Degrémont est un bateau qui ne supporte pas d’être surtoilé et il faut donc réduire rapidement la toile et en plus, il se comporte comme un sous-marin : il est tout le temps sous l’eau ! Entre les embruns et les vagues, avec dès le lendemain du départ, du vent fort et contraire, puis du portant musclé, j’ai baigné dans mon jus pendant huit jours… C’était le côté désagréable parce qu’en plus, je prenais un peu d’eau par le puits de quille : tout était trempé à l’intérieur et je dormais dans une flaque ! Cela ne m’a pas empêché de faire marcher le bateau car j’essaye toujours de faire abstraction des côtés négatifs.
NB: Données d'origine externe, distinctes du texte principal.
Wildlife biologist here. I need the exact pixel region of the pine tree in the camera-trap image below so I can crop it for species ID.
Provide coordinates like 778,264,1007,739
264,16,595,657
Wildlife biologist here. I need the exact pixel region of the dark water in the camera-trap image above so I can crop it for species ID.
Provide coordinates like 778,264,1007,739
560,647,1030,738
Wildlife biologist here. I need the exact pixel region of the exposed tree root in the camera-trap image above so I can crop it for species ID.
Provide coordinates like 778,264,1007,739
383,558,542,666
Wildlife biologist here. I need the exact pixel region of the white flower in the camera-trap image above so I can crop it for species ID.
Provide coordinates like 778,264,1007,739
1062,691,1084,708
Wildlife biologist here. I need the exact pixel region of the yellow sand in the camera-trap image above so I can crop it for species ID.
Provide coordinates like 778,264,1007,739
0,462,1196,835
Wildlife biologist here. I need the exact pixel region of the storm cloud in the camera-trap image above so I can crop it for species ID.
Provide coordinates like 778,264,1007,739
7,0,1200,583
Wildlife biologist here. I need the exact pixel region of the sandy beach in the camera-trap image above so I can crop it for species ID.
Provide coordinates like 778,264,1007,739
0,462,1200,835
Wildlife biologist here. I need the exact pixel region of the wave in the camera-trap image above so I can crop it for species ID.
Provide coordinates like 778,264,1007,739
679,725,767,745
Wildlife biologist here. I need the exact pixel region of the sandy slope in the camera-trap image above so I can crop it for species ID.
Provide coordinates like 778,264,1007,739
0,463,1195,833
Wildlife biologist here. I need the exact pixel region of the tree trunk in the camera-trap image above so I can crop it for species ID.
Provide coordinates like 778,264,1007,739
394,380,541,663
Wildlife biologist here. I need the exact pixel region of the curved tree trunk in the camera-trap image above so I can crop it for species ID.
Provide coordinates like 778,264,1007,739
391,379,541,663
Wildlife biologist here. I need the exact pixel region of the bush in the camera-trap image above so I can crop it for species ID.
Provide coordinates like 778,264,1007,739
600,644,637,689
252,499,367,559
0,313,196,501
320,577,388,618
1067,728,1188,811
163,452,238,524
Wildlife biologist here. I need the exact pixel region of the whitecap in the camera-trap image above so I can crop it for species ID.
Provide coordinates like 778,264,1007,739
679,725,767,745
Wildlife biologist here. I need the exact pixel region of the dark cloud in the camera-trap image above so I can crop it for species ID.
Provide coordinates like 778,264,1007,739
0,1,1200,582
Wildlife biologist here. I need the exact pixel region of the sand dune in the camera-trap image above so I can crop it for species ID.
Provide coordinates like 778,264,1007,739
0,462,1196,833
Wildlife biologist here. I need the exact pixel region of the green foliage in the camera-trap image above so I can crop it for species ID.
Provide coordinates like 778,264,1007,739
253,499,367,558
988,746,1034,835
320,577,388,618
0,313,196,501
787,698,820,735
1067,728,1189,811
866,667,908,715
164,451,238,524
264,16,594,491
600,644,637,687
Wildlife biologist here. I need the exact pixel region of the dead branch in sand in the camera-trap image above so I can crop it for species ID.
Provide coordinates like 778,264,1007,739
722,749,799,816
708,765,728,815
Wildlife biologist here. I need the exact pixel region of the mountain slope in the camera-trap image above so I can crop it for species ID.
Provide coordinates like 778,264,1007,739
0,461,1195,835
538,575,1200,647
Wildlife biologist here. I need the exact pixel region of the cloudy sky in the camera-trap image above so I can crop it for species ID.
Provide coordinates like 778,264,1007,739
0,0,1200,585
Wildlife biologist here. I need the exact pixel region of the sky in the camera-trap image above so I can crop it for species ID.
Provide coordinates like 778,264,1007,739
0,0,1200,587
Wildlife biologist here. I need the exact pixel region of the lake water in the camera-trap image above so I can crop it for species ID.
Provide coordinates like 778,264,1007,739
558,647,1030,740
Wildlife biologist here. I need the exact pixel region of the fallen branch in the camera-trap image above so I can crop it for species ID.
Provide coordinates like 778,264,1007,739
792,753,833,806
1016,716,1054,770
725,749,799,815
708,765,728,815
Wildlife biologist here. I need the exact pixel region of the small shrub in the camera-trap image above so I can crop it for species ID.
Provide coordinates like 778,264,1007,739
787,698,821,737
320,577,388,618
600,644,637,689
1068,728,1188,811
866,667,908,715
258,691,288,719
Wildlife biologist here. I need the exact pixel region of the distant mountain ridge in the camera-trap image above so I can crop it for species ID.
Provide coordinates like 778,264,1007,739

Et le côté agréable, c’étaient les surfs de folie à la barre... »
Palmarès Mini
2e Open Demi Clé 2006
18e Mini Fastnet 2006
2e Trophée MAP 2006
6e Select 6.50 2006
14e Transat 6.50 2005
4e Transgascogne 2005
10e Open Demi Clé 2005
7e Mini Fastnet 2005
11e Mini Pavois 2005
4e Select 6.50 2005
5e Triangle du Soleil 2004
10e Mini Med 2004
56e Mini Fastnet 2004
7e Mini Cup 2004
276-Degrémont
Ce plan Andrew Cape a été dessiné et construit par cet Australien en 1999. C’est un bateau unique qu’il a conçu pour lui-même sans se préoccuper de ce qui se faisait en France côté architectural. C’est un Mini très typé pour le petit temps, qui marche bien contre le vent mais il n’est pas facile à mener dans la brise au portant parce qu’il a tendance à enfourner et il ne va pas très vite au vent de travers, par manque de puissance.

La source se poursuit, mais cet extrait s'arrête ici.